Le vernis démocratique du régime sioniste n’en finit plus de craquer. Les droits des Palestinien-ne-s d’Israël sont, une fois de plus, sacrifiés au nom de la défense de la majorité juive et de ses privilèges. En manipulant savamment la psychose qui hystérise tous les États racistes et colonialistes – la perte du contrôle qu’engendrerait une égalité pleine et entière –, les élites politiques sionistes ont enfanté un monstre : le projet de loi « État-nation », porté par la ministre de la justice Ayelet Shaked.
La ministre, qui appelait il n’y pas si longtemps au génocide des Palestinien-ne-s et avec laquelle Manuel Valls posait si fièrement, n’y est pas allée par quatre chemins : « Le caractère juif de l’État d’Israël doit être maintenu, quitte à ce que ce soit au détriment de l’égalité (…) Israël est un État juif, ce n’est pas l’État de toutes ses nations » [1]. Les mots sont lâchés. Les Palestinien-ne-s d’Israël, 20% de la population du pays, doivent embrasser le caractère juif de l’État – et donc leur condition de citoyen de seconde zone – ou partir.
Le processus de dépossession des Palestinien-ne-s n’est pas nouveau. Il est indissociable de la création de l’État d’Israël, en mai 1948, qui déboucha sur l’exil forcé de 750 000 Palestinien-ne-s (la Nakba), l’instauration d’un régime militaire régissant les moindres faits et gestes de celles et ceux qui purent rester sur leur terre jusqu’en 1966. Suivra un système sophistiqué de discriminations pénalisant notamment leur accès au travail, au logement et la gestion de leurs terres, ainsi que le nettoyage ethnique des communautés bédouines du Neguev/Naqab – le tout ponctué de régulières et sanglantes vagues de répression (Kafr Kassen en 1956 et la Journée de la terre en 1976 notamment).
En faisant d’Israël « le foyer national du peuple juif » et non pas l’État de tous ses citoyen-ne-s, le projet de loi va encore plus loin, enterrant tout faux semblant quant à sa nature soi-disant démocratique. Il constitutionnalise, renforce et verrouille les politiques d’apartheid inhérentes au projet sioniste, ouvrant la voie à la possibilité d’un nouveau chapitre de la dépossession : celle des droits politiques des Palestinien-ne-s d’Israël. Car s’ils disposent encore du droit de vote en tant que citoyens de nationalité « arabe », qu’en sera-t-il demain dans un État encore plus « nationalement » juif ?
Nous, à l’UJFP, ne considérerons jamais l’État d’Israël comme le foyer national du peuple juif, précisément parce que notre boussole politique reste, aujourd’hui plus que jamais, celle de l’égalité civique et politique, ici comme là-bas.
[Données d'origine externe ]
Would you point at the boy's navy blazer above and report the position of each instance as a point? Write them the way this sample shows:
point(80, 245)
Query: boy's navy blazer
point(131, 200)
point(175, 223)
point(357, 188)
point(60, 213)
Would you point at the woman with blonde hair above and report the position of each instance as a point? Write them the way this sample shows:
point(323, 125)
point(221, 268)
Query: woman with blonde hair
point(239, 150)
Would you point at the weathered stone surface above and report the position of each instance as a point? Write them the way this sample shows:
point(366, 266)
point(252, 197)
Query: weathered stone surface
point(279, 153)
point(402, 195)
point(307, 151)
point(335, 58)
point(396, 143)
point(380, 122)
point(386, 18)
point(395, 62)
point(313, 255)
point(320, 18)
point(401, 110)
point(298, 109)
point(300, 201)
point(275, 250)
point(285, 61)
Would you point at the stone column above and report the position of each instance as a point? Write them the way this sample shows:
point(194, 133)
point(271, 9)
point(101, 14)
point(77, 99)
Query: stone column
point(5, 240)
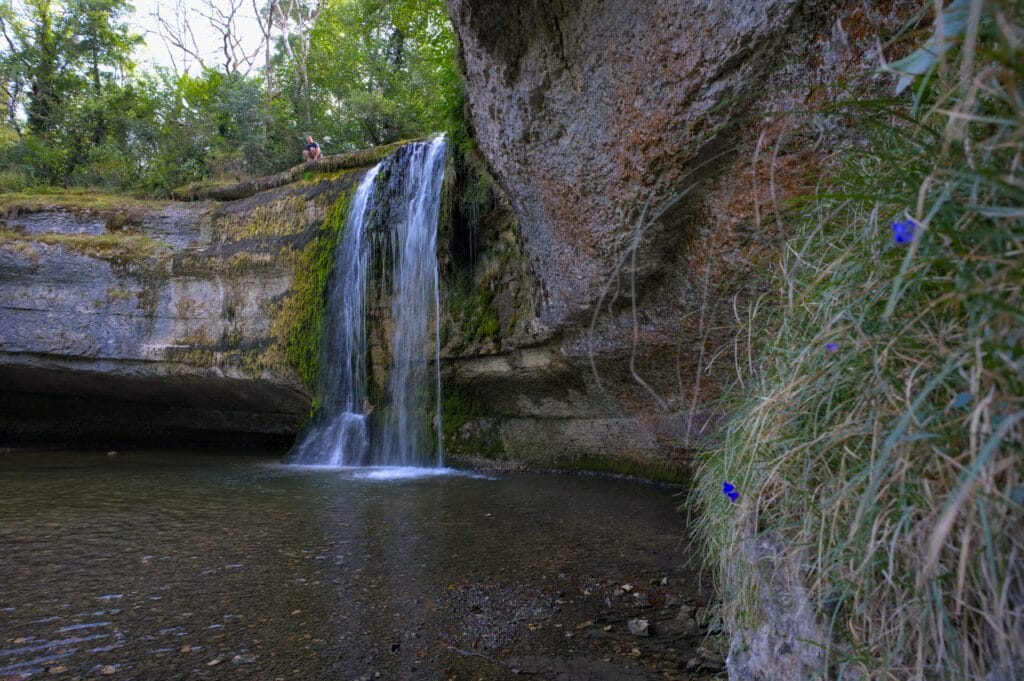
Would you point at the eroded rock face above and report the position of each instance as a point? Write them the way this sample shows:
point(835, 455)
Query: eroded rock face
point(596, 116)
point(647, 153)
point(164, 330)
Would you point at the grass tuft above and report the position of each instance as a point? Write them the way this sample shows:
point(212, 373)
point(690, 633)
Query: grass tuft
point(880, 435)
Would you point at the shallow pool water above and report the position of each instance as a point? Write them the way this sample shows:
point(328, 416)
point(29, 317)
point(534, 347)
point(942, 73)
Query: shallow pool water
point(173, 565)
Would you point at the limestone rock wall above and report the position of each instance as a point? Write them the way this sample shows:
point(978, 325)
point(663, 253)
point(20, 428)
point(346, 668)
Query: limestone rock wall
point(647, 156)
point(167, 327)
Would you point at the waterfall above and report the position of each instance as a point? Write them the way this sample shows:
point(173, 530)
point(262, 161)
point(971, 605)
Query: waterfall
point(390, 231)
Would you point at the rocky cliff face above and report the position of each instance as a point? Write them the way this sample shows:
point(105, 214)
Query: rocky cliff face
point(145, 322)
point(647, 156)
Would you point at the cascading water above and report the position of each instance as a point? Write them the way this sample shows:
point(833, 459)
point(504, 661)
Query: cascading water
point(392, 224)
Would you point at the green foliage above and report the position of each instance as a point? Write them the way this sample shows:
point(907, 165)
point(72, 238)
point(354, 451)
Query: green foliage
point(890, 463)
point(298, 324)
point(76, 114)
point(390, 69)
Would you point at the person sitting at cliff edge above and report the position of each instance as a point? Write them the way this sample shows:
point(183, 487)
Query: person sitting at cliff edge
point(311, 152)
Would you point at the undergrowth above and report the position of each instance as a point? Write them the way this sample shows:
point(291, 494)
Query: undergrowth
point(879, 436)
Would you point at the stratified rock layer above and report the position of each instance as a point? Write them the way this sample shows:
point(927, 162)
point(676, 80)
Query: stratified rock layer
point(165, 329)
point(596, 116)
point(647, 150)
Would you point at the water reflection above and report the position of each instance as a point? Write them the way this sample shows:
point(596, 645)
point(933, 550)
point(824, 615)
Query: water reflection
point(165, 565)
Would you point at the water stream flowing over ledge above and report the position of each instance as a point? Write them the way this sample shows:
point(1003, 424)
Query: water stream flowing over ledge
point(388, 249)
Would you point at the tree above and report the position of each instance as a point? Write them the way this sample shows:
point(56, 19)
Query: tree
point(386, 69)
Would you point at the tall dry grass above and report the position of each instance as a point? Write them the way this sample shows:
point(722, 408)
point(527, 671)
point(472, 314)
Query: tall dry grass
point(881, 436)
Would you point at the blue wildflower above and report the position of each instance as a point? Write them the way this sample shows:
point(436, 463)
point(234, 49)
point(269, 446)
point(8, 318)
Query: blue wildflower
point(903, 230)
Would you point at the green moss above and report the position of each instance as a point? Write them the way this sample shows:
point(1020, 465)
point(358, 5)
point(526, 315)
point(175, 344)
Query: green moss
point(118, 294)
point(650, 470)
point(117, 247)
point(78, 201)
point(298, 321)
point(285, 216)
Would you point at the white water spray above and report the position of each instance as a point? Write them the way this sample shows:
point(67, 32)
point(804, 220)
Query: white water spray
point(402, 432)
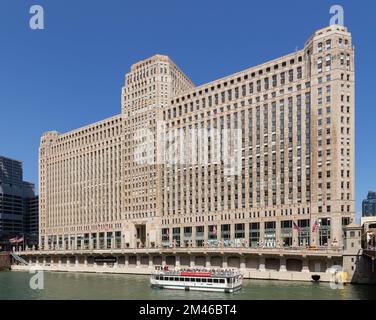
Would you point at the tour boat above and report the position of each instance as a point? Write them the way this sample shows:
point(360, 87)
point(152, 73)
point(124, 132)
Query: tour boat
point(220, 280)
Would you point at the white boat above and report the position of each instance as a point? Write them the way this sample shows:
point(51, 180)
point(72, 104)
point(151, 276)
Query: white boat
point(220, 280)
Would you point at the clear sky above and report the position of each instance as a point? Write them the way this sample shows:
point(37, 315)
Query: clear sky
point(70, 74)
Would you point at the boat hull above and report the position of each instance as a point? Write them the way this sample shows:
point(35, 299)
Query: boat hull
point(196, 288)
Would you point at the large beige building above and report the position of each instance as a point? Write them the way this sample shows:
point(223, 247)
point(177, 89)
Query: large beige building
point(260, 158)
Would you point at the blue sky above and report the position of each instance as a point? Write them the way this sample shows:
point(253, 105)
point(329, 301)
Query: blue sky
point(71, 73)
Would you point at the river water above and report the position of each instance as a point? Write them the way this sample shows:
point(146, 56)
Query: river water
point(71, 286)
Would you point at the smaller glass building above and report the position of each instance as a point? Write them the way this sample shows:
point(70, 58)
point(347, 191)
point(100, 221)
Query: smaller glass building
point(369, 205)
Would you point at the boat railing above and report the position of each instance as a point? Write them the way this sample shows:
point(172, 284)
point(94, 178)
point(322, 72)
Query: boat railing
point(213, 272)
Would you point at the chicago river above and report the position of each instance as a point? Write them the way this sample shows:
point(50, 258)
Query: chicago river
point(72, 286)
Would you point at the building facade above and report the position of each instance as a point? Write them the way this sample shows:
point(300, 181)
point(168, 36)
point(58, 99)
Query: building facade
point(15, 197)
point(260, 158)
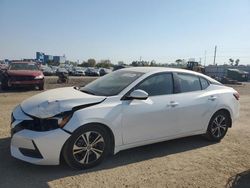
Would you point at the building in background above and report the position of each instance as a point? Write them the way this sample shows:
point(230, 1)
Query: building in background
point(40, 57)
point(60, 59)
point(45, 59)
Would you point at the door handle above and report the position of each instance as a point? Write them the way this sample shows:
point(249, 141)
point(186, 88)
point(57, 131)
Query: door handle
point(173, 104)
point(212, 98)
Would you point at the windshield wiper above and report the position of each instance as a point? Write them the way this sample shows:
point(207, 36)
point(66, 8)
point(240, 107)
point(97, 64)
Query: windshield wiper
point(88, 92)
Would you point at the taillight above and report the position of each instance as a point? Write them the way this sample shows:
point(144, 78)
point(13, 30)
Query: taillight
point(236, 95)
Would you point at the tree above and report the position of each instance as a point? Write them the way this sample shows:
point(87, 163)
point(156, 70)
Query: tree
point(237, 61)
point(178, 61)
point(91, 62)
point(104, 64)
point(121, 63)
point(231, 61)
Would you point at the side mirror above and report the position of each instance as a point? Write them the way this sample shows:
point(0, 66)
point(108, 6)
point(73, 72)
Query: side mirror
point(139, 94)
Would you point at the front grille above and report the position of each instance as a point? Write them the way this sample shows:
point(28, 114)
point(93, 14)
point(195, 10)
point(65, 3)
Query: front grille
point(30, 152)
point(22, 78)
point(36, 125)
point(40, 124)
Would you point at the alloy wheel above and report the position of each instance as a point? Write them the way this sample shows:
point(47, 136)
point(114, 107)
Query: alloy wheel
point(219, 126)
point(88, 147)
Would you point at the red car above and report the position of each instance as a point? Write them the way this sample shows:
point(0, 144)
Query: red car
point(23, 74)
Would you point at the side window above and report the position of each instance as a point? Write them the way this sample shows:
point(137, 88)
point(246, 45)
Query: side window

Ce projet de loi pousse encore plus loin la conviction ancienne que les antisémites partagent avec les sionistes : les Juifs seraient des étrangers dans leur propre pays et devraient tout quitter pour s’installer en Israël/Palestine. Il favorise ainsi l’antisémitisme et les met volontairement en danger. A celles et ceux qui céderont au chant des sirènes nationalistes et à son narcissisme identitaire, nous ne pouvons que rappeler qu’ils sont les tartuffes d’un régime qui, tout en confisquant toujours un peu plus les identités juives en les assimilant au sionisme, noue des relations étroites avec les extrêmes-droites européennes et les mouvements suprématistes blancs aux États-Unis.